White Stone

Those who feel the need to call him anything call him White Stone. Two words, sometimes four, as in "crazy ol' White Stone." White had a loving mother given name but had seen no use to use it in the 80 plus years he lived apart from people. Stored away in a mental closet, unused and covered up by a lifetime's worth of saved bits and pieces of what he considered to have more more value, his given name grew dustier with each changing season until he could not recall it.

Once a gentle property owner discovered him kneeling motionless in his creek and asked him for his name. He knew White had plainly heard but saw no sign that White had moved or spoke or even noticed he was there. "Whitestone," he replied to no one in particular, his study of the pebble in the stream holding his attention was more important than his name.

Future fleeting glances were explained, "It's jest crazy ol' White Stone."

White exists in the now. He has no tags that people have to have to give them a sense of uniqueness, while binding them together beneath a common cloak. He marked none of his yesterdays or yearned for tomorrows. His birthdate was fastened to a page in a decayed family Bible. Cars were seldom seen for half his life and by then he saw no need for them, so no license needed. He never worked for money, and so, no Social Security card. He has no known residence, no visible means of support. His place of birth has faded in the Bible with its date. He has no beginning and no end.

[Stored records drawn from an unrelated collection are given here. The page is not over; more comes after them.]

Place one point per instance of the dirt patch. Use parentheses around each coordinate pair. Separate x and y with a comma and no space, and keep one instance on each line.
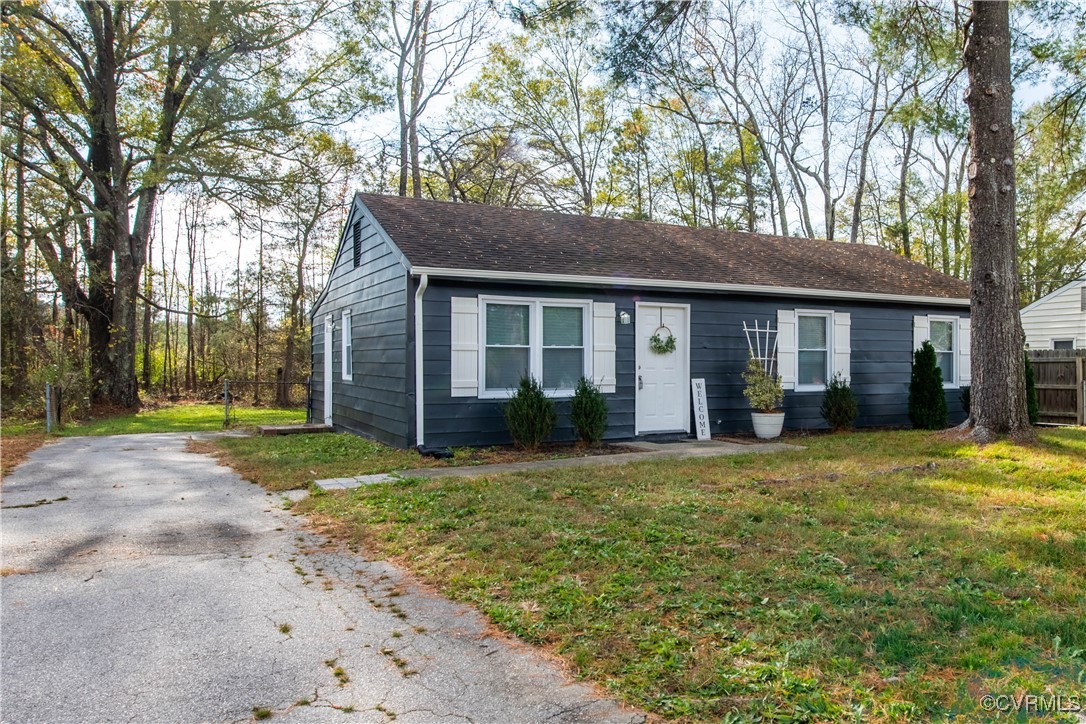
(14,449)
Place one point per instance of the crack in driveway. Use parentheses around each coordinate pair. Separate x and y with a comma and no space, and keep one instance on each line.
(178,612)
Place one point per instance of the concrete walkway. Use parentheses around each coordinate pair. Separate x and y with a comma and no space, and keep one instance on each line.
(143,583)
(682,449)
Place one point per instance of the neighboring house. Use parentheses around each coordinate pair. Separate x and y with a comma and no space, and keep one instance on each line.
(1057,320)
(433,309)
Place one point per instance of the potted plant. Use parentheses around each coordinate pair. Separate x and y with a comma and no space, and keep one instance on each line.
(766,395)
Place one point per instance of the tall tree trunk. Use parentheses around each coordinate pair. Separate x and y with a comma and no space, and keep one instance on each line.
(418,66)
(998,403)
(861,172)
(149,293)
(903,206)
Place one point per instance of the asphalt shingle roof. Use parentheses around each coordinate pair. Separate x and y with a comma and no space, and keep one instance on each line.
(471,237)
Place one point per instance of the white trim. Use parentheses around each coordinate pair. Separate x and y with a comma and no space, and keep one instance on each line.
(534,305)
(955,382)
(604,346)
(1051,294)
(419,350)
(329,327)
(464,353)
(667,283)
(828,316)
(786,347)
(346,373)
(636,360)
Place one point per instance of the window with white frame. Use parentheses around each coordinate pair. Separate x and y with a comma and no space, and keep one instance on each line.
(542,338)
(812,350)
(348,360)
(944,338)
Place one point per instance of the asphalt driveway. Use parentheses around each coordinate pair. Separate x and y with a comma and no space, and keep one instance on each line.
(146,583)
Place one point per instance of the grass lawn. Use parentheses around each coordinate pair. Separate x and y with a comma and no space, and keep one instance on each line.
(20,437)
(293,461)
(174,418)
(880,575)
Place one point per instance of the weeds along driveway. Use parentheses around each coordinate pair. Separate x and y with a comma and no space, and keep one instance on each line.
(146,583)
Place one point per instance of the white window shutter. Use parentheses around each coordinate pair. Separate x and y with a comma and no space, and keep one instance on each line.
(465,346)
(786,347)
(920,331)
(842,345)
(964,360)
(603,346)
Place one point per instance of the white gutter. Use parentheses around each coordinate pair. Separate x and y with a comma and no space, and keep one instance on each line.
(422,282)
(697,286)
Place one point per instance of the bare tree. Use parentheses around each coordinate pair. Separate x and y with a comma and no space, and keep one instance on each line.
(431,42)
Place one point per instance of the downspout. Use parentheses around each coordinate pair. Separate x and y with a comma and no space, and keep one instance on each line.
(422,282)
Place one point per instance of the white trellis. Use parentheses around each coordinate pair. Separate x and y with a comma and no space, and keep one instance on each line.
(761,342)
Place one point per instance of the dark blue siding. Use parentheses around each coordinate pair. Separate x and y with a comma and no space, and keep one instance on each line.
(881,356)
(374,403)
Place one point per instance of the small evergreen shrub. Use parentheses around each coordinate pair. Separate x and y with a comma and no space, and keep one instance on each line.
(764,391)
(589,411)
(529,415)
(1032,406)
(838,404)
(927,404)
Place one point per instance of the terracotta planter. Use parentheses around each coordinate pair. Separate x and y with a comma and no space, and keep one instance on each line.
(768,426)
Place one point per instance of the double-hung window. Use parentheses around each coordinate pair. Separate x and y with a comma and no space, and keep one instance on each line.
(944,338)
(545,339)
(812,350)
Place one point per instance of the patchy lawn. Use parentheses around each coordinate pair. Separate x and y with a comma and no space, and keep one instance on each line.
(17,440)
(874,575)
(187,417)
(293,461)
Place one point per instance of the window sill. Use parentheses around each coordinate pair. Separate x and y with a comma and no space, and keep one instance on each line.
(556,394)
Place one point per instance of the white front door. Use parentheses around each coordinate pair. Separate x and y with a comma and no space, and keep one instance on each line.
(663,379)
(329,326)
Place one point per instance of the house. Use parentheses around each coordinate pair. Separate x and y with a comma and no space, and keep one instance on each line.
(432,310)
(1057,320)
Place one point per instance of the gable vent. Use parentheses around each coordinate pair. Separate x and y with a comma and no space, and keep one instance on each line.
(356,232)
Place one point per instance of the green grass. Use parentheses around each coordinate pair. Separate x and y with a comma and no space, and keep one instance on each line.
(880,575)
(292,461)
(176,418)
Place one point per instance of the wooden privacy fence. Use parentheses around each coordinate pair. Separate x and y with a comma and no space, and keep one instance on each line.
(1060,375)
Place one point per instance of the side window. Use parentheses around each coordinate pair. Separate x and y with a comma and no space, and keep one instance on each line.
(950,337)
(508,345)
(348,360)
(812,350)
(944,339)
(563,346)
(542,338)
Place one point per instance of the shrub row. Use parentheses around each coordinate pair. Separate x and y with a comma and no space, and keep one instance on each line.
(530,416)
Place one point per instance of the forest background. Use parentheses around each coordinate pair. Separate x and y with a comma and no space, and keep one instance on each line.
(241,129)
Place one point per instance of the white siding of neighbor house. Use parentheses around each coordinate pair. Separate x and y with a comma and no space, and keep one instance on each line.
(1059,316)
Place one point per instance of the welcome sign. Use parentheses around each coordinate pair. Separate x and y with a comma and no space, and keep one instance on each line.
(701,408)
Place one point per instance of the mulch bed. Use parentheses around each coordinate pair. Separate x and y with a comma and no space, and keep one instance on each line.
(504,454)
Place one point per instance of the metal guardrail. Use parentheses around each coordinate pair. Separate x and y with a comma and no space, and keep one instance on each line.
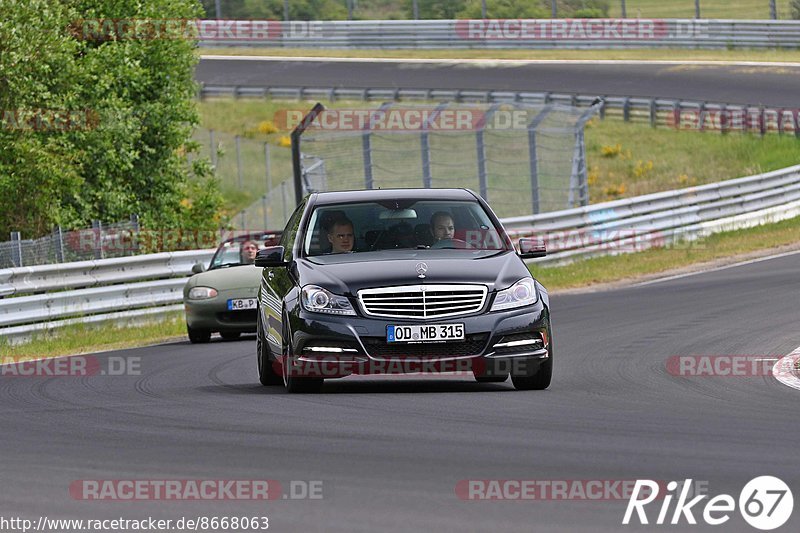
(662,219)
(505,33)
(116,289)
(658,112)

He has no height that can be measured, short of stretching him, because he seldom stands. He usually squats, kneels, and often even lays, every place he stops, which can be anywhere. And when he moves he hunches along. He always seems to be hunting pennies on the ground. His weight too, is just as vague because his scrawny frame is draped with cable-lean muscles beneath his weathered skin.

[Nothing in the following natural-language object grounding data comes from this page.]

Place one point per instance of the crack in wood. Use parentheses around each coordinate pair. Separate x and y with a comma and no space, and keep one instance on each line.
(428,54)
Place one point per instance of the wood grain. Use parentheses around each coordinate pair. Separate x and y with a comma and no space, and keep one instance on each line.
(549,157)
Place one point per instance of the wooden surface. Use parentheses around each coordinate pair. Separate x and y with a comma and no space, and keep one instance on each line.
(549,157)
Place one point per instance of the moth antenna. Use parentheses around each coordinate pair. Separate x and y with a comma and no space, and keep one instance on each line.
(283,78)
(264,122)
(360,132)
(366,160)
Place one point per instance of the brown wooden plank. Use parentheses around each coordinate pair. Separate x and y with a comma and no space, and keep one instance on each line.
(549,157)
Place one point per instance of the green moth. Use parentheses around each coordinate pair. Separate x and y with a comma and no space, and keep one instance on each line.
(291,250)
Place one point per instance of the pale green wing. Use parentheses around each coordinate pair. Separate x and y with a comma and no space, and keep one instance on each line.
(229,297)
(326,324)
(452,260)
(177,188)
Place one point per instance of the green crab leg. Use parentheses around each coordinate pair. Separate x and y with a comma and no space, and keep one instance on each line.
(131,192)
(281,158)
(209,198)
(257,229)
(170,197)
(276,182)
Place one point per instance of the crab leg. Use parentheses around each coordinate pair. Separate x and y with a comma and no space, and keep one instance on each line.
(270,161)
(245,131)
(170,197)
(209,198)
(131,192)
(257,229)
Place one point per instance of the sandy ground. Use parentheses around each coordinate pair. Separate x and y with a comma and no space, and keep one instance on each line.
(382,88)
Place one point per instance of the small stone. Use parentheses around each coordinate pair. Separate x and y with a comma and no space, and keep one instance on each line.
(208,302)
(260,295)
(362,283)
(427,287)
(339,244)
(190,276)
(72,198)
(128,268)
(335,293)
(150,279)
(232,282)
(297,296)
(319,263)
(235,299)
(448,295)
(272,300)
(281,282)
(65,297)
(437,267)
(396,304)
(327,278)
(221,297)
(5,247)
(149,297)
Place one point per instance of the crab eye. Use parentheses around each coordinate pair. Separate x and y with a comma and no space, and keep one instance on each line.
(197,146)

His hair is no longer the thick flowing mane of even ten years ago. Now it's mostly white, which is another reason people say he got his name, and peppered with stands of black fighting to put off being white. His self administered haircuts, by feel, with whatever he has at hand, leave his hair looking more ravaged and pillaged than trimmed. His mutilated hair is the first thing people notice about him. It engrosses the viewer and distracts him from getting to the substance of the man. White's haircuts are so shocking to the eye they once sparked a fad that engulfed every teenager in four school districts. This so enraged the parents they forgot the do it yourself haircut financial savings and the fact, at least the kids didn't smear mud throughout their hair.

His beard is one of those that never seems to grow. A quarter inch of salt and pepper jut stiffly from his face. Like his hair, his beard also suffers from whatever edge he has at hand. He never uses a bathtub or a shower. In spite of his appearance, he smells of sun, fresh grasses and windblown trees from denning up where he happens to be when sleep calls. He smells like a potpourri some Rodeo Drive winsome society miss might pay premium prices for.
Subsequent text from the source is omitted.